Laponia, esa región finlandesa que se vende al mundo como el reino eterno de Papá Noel, se ha convertido en el ejemplo más extremo de cómo la fantasía navideña puede arrasar con la realidad. Lo que empezó en los años 80 como un proyecto para reactivar económicamente una zona golpeada por la guerra y el aislamiento —la “Santa Claus Village”, inaugurada en 1985 en las afueras de Rovaniemi— es hoy una industria turística millonaria que mueve más de 400 millones de euros anuales y amenaza con dejar sin aire a los verdaderos habitantes del Ártico. No solo a los vecinos de Rovaniemi, sino al pueblo sami, la comunidad indígena que lleva siglos criando renos, pescando y sobreviviendo en un entorno tan hostil como frágil.
Desde hace unos años, los sami denuncian que su tierra se está convirtiendo en un parque temático sin alma, un decorado donde los turistas buscan auroras boreales bajo techo y se hacen fotos con un actor vestido de Santa Claus mientras las rutas ancestrales de pastoreo se reducen por la expansión de hoteles, carreteras y pistas de esquí. El problema, sin embargo, va más allá del folclore: un análisis citado por The Guardian estima que en apenas una década se han urbanizado 2,7 millones de metros cuadrados de bosque y tundra en un radio de diez kilómetros alrededor de Rovaniemi, y que la mitad de esas superficies se destinaron directamente al turismo. El resto, a la minería y la tala de árboles.
Turismo vs. territorio
La paradoja es evidente: cuanto más crece la imagen idílica de Laponia, más se degrada su paisaje. En los días de máxima afluencia, la población de Rovaniemi —unos 65.000 habitantes— llega a multiplicarse por diez con la llegada de visitantes que aterrizan atraídos por la “auténtica casa de Papá Noel”. Solo la oficina de correos del pueblo recibe unas 30.000 cartas diarias en diciembre, y el aeropuerto se amplía para absorber el flujo constante de vuelos chárter.
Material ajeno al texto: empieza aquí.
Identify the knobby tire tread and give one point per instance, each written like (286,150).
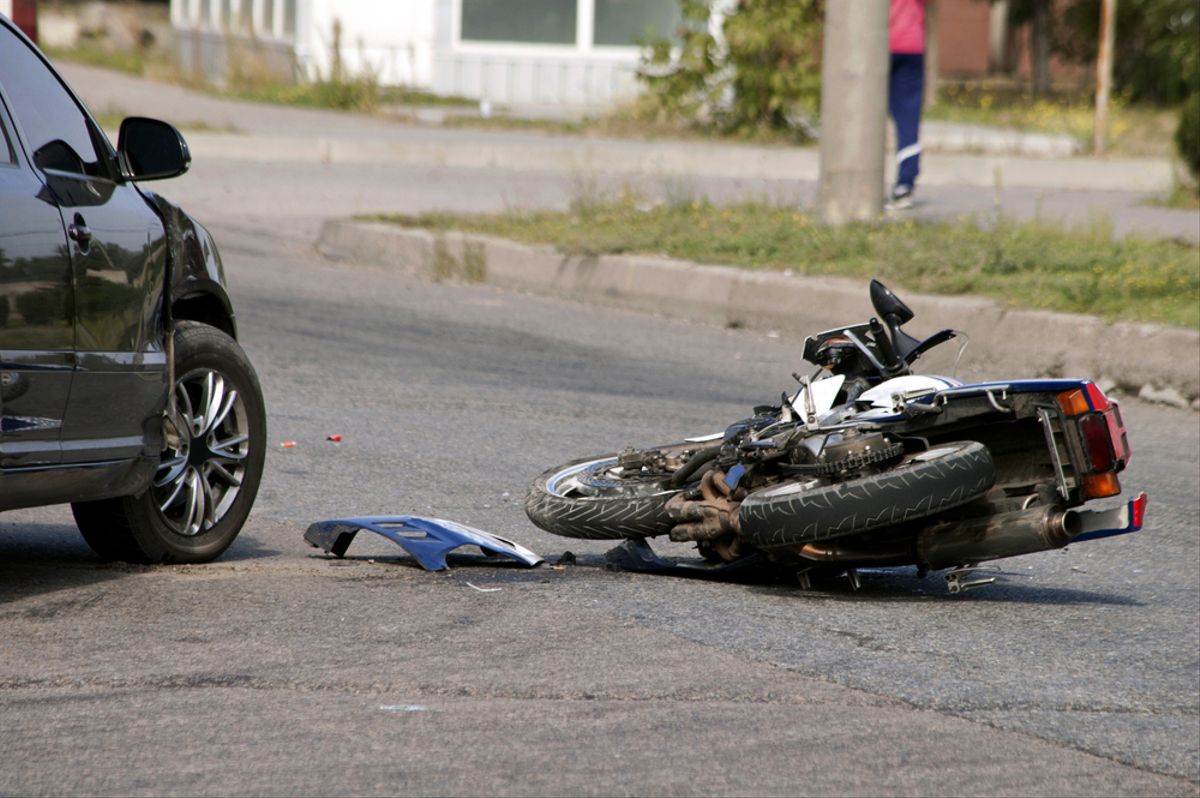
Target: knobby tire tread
(906,492)
(595,517)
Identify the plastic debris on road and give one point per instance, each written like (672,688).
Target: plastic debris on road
(429,540)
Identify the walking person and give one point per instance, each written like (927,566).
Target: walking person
(906,93)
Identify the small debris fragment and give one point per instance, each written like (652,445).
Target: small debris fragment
(1169,396)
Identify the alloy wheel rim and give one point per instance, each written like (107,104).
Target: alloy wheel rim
(203,468)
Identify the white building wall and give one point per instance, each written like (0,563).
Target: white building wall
(391,41)
(407,42)
(577,75)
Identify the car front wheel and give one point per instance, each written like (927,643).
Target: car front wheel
(211,463)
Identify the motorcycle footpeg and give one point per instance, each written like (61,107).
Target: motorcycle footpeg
(958,580)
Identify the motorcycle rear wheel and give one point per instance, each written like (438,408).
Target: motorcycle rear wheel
(919,485)
(583,499)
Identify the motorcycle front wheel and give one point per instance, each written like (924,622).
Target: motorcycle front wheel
(592,498)
(918,486)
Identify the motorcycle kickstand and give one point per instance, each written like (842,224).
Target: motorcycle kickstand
(957,577)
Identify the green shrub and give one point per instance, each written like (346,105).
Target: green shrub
(1187,135)
(766,77)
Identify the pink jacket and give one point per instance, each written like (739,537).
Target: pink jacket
(906,27)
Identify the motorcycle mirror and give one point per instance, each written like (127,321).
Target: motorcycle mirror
(888,305)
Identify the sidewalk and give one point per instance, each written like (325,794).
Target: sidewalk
(237,130)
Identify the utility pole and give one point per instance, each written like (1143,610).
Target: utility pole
(1104,75)
(931,71)
(853,111)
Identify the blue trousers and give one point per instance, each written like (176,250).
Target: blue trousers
(906,91)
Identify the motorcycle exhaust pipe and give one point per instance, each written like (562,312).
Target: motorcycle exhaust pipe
(1008,534)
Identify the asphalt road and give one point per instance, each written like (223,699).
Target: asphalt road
(276,671)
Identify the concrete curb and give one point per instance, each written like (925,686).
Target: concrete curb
(673,159)
(1159,363)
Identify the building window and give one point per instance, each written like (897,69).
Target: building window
(624,23)
(535,22)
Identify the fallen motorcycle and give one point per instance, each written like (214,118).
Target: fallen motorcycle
(867,465)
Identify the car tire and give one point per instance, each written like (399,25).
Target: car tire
(209,475)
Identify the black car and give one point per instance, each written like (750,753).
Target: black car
(123,388)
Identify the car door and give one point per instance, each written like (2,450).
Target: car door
(118,255)
(36,322)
Mientras tanto, los residentes denuncian que el alquiler y el precio de los alimentos se han disparado y que cada vez resulta más difícil encontrar vivienda asequible. En los últimos años, la gentrificación del Ártico ha dejado de ser una metáfora.
El malestar no es exclusivo de los sami. En Rovaniemi, grupos vecinales organizaron en 2024 protestas para exigir límites al turismo masivo y advertir de que la ciudad se está “despersonalizando”. Las autoridades locales reconocen la tensión: el propio alcalde ha admitido que hay que “buscar equilibrio” entre los beneficios económicos —que son indudables— y el derecho de la población a conservar su entorno y su cultura. En paralelo, el Parlamento finlandés y el Consejo Sami publicaron ya en 2018 una guía de turismo ético que pide evitar actividades que trivialicen las tradiciones indígenas o fomenten el extractivismo. Pero, según los activistas, ese código se ha quedado en papel mojado frente al poder del marketing.
Equilibrio imposible
La presión turística se suma a otros frentes que erosionan la vida lapona: el avance de la minería y las explotaciones forestales está destruyendo los pastos de renos, pilar económico y simbólico de la cultura sami. Una pastora citada por The Guardian describía la situación con amargura: “Nos están quitando el suelo bajo los pies. Primero los turistas, luego las máquinas. Todo lo que queda es ruido y luces”. Las empresas que operan en la región prometen desarrollo y empleo, pero la población local replica que lo que llega es una dependencia aún mayor de un modelo estacional e insostenible.
Mientras el consejo regional de Laponia diseña estrategias para atraer todavía más visitantes —con planes para extender la temporada y sumar otros 200 millones de euros anuales al negocio turístico—, los sami se preguntan qué quedará cuando el espejismo se disipe. Tal vez dentro de unas décadas, cuando la nieve se derrita antes y los renos desaparezcan, el mito de Santa Claus siga recibiendo millones de cartas desde todo el mundo.